Korean digital design company d’strict heads to Hong Kong with Arte M, a special digital art show showcasing selected highlights from its renowned immersive media art exhibition Arte Museum.

Open from now to January 7, 2024, at K11 HACC, Arte M takes on the theme of 'Eternal Nature' and consists of four individual spaces displaying unique media artworks that reinterpret elements and nature. From the life cycle of flowers and crashing swells to boundlessly stretching seashore and the tropical rainforest, the works will take audiences on a surreal immersive experience through a combination of visual effects, sensuous sound, and elegant aromas.

Following its 15-month showcase at K11 HACC, the exhibition is expected to relocate to 11 Skies as a permanent exhibition with more works added to the collection in a much larger space. If you can't wait that long, get your tickets to the current show now.

  • Art
  • Tsim Sha Tsui

If you've been around the harbourfront area at Tsim Sha Tsui lately, you might have noticed the huge swimming pool installation located outside the Hong Kong Museum of Art (HKMOA). Created by Hong Kong artist Chan Wai-lap, the installation – titled, Some of Us are Looking at the Stars – is part of HKMOA's Harbour Wonder exhibition, which also features a set of six art installations by local artist Tsoi Wai-kuen. Standing four-metre-tall and 11-metre-long, Chan's installation invites audiences to step into a fantasy world that draws on his personal memories and experiences of swimming pools, while exploring themes of public and private spaces. The installation plays with light, sound, and even the weather to create an ever-changing scene for those who step inside. 

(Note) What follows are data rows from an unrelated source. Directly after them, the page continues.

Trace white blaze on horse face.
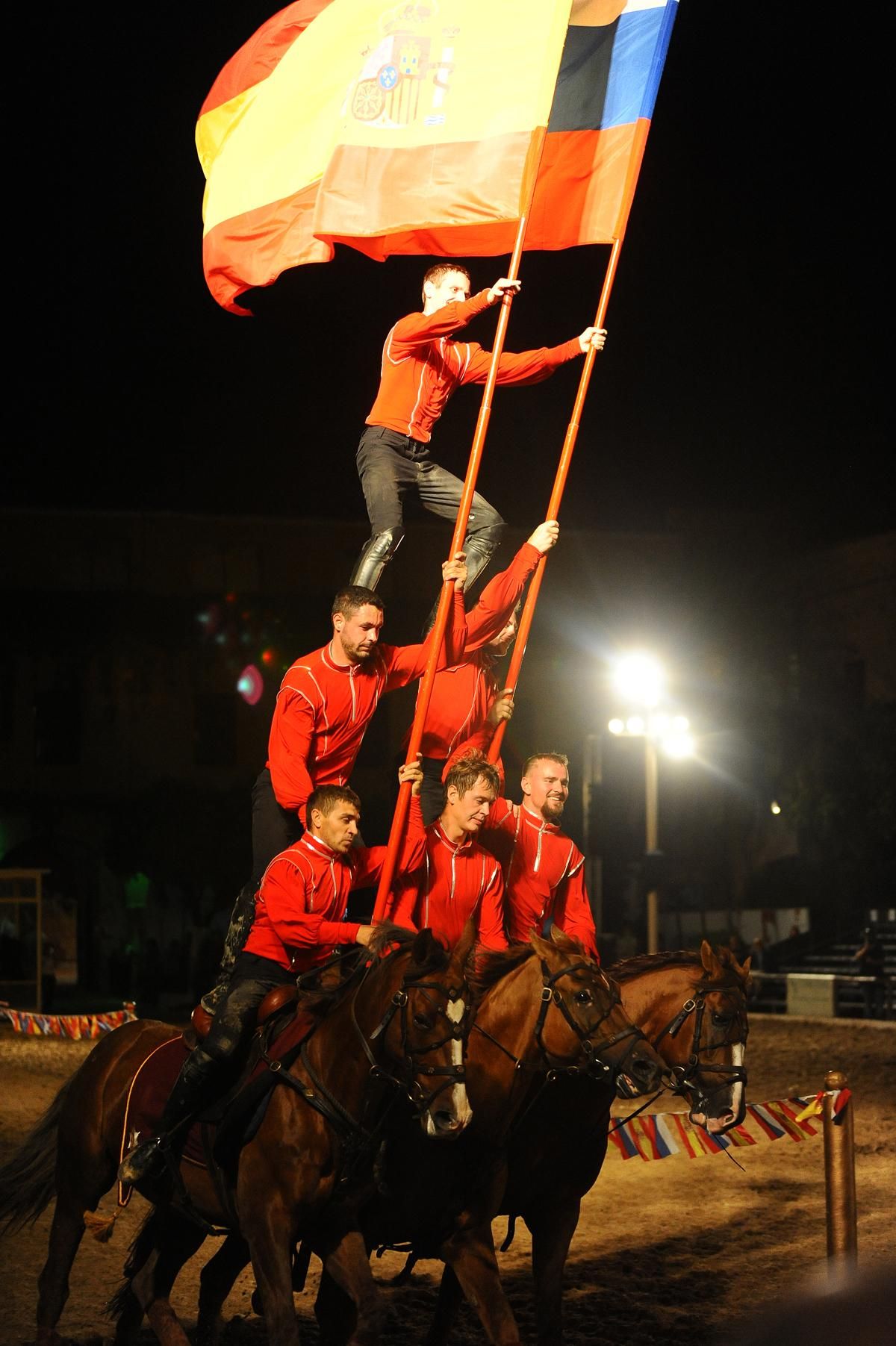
[730,1042,744,1117]
[431,1000,472,1131]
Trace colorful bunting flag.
[196,0,676,312]
[0,1004,136,1042]
[609,1090,823,1162]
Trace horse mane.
[604,947,741,991]
[367,920,451,980]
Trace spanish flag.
[196,0,676,312]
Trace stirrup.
[119,1136,168,1187]
[199,981,230,1018]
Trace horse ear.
[700,939,725,981]
[529,930,552,959]
[411,926,435,968]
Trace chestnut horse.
[304,930,662,1346]
[108,927,661,1346]
[0,926,471,1346]
[426,939,750,1346]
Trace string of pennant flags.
[0,1001,852,1162]
[0,1003,136,1042]
[609,1089,850,1160]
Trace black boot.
[199,880,257,1018]
[119,1047,220,1187]
[349,526,405,590]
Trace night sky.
[8,0,892,543]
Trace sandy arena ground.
[0,1015,896,1346]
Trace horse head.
[614,939,750,1135]
[519,926,663,1093]
[370,922,472,1138]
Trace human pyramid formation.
[119,263,607,1185]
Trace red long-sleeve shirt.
[268,590,465,823]
[367,290,581,444]
[443,724,591,962]
[479,798,597,959]
[405,543,541,761]
[391,823,507,949]
[245,794,426,973]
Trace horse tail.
[0,1076,74,1234]
[106,1206,159,1323]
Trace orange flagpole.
[373,207,544,923]
[488,121,647,761]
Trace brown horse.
[426,939,750,1346]
[108,932,661,1343]
[301,932,662,1346]
[0,926,471,1346]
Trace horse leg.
[35,1138,114,1346]
[315,1229,384,1346]
[196,1234,249,1346]
[315,1267,358,1346]
[426,1267,464,1346]
[426,1227,519,1346]
[526,1197,581,1346]
[246,1203,299,1346]
[35,1197,85,1346]
[125,1210,206,1346]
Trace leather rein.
[472,959,644,1079]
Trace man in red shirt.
[445,748,600,961]
[202,552,467,1014]
[391,755,507,949]
[405,520,560,823]
[119,764,426,1185]
[351,263,607,588]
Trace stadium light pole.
[607,654,694,953]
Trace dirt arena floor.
[0,1015,896,1346]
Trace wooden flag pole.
[373,215,529,923]
[488,238,621,761]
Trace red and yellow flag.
[196,0,676,312]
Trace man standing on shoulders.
[202,552,467,1014]
[351,261,607,590]
[119,763,426,1185]
[405,520,560,823]
[389,755,507,949]
[448,748,600,961]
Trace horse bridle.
[651,987,750,1109]
[472,959,646,1079]
[352,977,470,1116]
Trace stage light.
[614,654,663,707]
[662,734,694,759]
[237,664,265,705]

Meanwhile, Tsoi's set of six art installations – titled, A symphony of delights – takes inspiration from iconic buildings and their exterior designs on both sides of Victoria Harbour, including the Cultural Centre, HKCEC, and IFC. Sitting at Art Square in the forecourt of HKMoA, the installations come in both dynamic and static form, acting as playful 'landmarks' for people to relax and enjoy the beautiful scenery amidst the hustle and bustle of the city. 

  • Art
  • Fortress Hill

Created by American architectural group Diller Scofidio + Renfro, Joyful Trees (Arbores Laetae), is an art project at Oil! featuring 16 Chinese Junipers, three of which are placed on turning planters at a 10-degree tilt. As the trees rotate, the movement channels a rhythmic rustle and evokes discourse about human’s role in nature from Anthropocene’s perspective. Planting a movable landscape, the installation also reinterprets nature as ever-changing and never static, creating an unusual artistic perspective.

The three-dimensional installation can be viewed from eye level on the ground; by the adjacent pedestrian ramp; on the footbridge across the site; from the gallery window in the Oi! Glassie building; or even from the skyscrapers above.